Health statistics show America rated right at the bottom among all the western indstrialized nations of the world---
 
EVERYTHING is subject to the laws of supply and demand, no matter how hard to you try to circumvent them. All you accomplish is to change their application.

That is not an accurate assessment, though it is a telling indication of the bankruptcy of neoclassical economics. For a clear counterexample to your erroneous statement, we could consider the effects of monopsony power on wages and the role of efficiency wages in illustrating the manner in which factors additional to those of mere "market law" crucially impact.
 
It is your own Canadians who have personally told me that their socialised health care system sucks and to never go down that road.

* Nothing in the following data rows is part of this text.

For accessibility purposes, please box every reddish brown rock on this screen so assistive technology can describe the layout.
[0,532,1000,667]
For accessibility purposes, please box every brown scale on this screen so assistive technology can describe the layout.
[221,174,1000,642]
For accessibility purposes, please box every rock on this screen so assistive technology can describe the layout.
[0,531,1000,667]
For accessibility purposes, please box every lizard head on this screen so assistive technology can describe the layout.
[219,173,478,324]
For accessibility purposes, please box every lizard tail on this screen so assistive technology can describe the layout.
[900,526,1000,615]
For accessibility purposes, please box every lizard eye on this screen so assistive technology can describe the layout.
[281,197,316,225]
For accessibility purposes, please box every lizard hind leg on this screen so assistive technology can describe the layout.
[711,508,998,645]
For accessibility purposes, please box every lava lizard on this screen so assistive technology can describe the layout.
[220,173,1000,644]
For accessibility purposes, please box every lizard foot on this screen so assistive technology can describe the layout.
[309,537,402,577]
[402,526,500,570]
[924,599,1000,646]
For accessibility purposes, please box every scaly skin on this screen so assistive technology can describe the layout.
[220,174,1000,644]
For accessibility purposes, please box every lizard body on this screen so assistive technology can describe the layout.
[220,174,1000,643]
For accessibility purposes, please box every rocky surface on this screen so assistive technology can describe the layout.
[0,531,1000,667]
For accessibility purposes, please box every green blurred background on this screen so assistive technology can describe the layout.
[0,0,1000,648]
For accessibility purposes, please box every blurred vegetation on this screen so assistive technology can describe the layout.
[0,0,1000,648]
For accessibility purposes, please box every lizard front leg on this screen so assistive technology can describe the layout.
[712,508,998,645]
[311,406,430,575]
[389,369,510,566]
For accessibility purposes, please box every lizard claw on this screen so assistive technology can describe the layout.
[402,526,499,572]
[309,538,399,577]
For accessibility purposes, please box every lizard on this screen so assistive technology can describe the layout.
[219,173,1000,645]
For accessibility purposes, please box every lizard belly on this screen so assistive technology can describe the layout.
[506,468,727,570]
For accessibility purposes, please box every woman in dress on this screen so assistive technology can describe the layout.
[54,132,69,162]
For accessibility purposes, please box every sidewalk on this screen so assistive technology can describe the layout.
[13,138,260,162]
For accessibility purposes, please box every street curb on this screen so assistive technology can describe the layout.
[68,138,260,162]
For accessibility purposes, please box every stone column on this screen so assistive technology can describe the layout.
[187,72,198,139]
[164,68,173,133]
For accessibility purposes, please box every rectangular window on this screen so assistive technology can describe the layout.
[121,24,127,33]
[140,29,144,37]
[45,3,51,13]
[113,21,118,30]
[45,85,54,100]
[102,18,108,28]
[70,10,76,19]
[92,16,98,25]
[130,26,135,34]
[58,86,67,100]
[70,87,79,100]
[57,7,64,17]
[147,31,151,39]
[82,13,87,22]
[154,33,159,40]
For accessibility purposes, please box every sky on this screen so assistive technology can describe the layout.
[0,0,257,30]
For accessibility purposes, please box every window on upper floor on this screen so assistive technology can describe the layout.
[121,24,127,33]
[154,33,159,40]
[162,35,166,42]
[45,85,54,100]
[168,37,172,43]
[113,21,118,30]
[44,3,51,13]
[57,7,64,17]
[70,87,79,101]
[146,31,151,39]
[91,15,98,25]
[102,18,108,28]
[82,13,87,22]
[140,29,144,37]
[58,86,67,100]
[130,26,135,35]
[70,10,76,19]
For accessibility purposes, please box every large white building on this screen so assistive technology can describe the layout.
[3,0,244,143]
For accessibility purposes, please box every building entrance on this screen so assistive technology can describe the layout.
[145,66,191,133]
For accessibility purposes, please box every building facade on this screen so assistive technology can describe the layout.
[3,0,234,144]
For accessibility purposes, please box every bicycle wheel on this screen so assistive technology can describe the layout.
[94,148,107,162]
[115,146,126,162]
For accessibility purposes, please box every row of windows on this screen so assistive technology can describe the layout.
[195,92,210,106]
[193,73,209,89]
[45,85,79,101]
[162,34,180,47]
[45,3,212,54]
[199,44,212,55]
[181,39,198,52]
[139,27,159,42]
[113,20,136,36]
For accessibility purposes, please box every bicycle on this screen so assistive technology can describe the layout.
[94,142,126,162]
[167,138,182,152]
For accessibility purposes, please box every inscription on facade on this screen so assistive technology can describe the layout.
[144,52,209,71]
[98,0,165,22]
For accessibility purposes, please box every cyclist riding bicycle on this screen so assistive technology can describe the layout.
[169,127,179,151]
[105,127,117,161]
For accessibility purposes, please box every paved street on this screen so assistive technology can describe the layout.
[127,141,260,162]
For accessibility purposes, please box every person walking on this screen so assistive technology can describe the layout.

Health care can be fixed, everyone is going to have to pay, if they are poor they can pay on a sliding scale. Insurance has to develop a group plan for small business, they employ 87% of Americans and there is no group that they can join. Our premiums are skyrocketing because those of us who have insurance are paying for those that do not. In many cases people can afford to buy their own policy but chose not to, they end up in the emergency room and the rest of us get to pay. Hillary was right, all of us will have to pay for health care in order to keep all of our premiums down. Here in the state of Colorado we all have to have car insurance, it is the law, it helps keep our premiums down and affordable, the same thing has to happen with health care or no-one will be able to afford it.